We stress that Manns did not offer a redacted version and that the agreement contained references to insurance and representations beneficial to the plaintiff concerning the asserted liability of the state and the extent of plaintiff's damages.

Manns has cited no authority holding such evidence per se admissible either initially or in response to the state's inquiry concerning the amount of the settlement.

In Ingram our Supreme Court sustained the trial court's admission of the balance of the statement on the ground that it was a matter within the trial judge's discretion to allow the evidence in rebuttal to the state's presentation of a portion thereof.

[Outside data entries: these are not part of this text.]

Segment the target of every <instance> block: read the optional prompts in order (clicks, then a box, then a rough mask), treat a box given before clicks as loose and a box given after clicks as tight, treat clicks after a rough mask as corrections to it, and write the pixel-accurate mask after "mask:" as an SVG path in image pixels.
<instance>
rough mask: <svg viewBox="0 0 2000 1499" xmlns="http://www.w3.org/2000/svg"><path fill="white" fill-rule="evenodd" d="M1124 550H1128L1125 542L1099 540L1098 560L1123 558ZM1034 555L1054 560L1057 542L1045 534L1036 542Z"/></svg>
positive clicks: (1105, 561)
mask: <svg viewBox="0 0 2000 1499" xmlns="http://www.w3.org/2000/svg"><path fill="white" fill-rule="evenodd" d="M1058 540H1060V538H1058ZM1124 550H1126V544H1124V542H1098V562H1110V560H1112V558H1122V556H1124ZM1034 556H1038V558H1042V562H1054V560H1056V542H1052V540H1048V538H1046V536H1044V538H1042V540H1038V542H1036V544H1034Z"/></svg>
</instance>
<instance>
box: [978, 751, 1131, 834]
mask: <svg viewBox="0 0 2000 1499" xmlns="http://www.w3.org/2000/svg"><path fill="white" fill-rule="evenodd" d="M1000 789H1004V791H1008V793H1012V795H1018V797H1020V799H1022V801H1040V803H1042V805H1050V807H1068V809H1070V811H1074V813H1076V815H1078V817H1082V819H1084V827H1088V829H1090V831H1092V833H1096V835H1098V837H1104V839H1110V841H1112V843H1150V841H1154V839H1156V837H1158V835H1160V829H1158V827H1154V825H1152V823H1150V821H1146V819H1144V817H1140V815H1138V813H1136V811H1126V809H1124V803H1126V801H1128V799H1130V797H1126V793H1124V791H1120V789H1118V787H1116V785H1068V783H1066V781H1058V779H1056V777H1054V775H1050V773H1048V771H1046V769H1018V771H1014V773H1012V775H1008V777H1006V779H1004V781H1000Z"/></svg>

Under Ingram the court here could have allowed the evidence. In the exercise of its discretion, it did not. Manns' argument makes no showing of how that ruling constituted an abuse of discretion and we do not perceive that it did. Nor does the evidence suggest the verdict may have been different had the document been admitted, especially if subjected to some redaction.

The evidence disclosed the collision occurred when an eighty-one year old man, accompanied by his wife, stopped at an intersection and then failed to observe an oncoming motorcycle. As Mr. Hintz testified at trial, "If it had been a car we'd have seen it." Whether he would have or not may be a question relevant to his liability, but the jury could easily have concluded his *337 actions, not those of the state, were the proximate cause of the collision.

Affirmed.

STATON and BUCHANAN, JJ., concur.

NOTES

[1] The decisions also recite that the actual payment constitutes a pro tanto satisfaction of the claim. This, of course, is true but submitting that question to the jury would appear to provide no benefit to a just determination of the case except as the payment may constitute full satisfaction. The court can easily credit partial payments against the amount found due without any of the prejudicial risks involved in bringing the payment before the jury. Since we forbid interrogatories to the jury, how they use the information of a partial payment necessarily remains a matter for speculation.

[2] The court did, of course, credit the settlement amount against the judgment.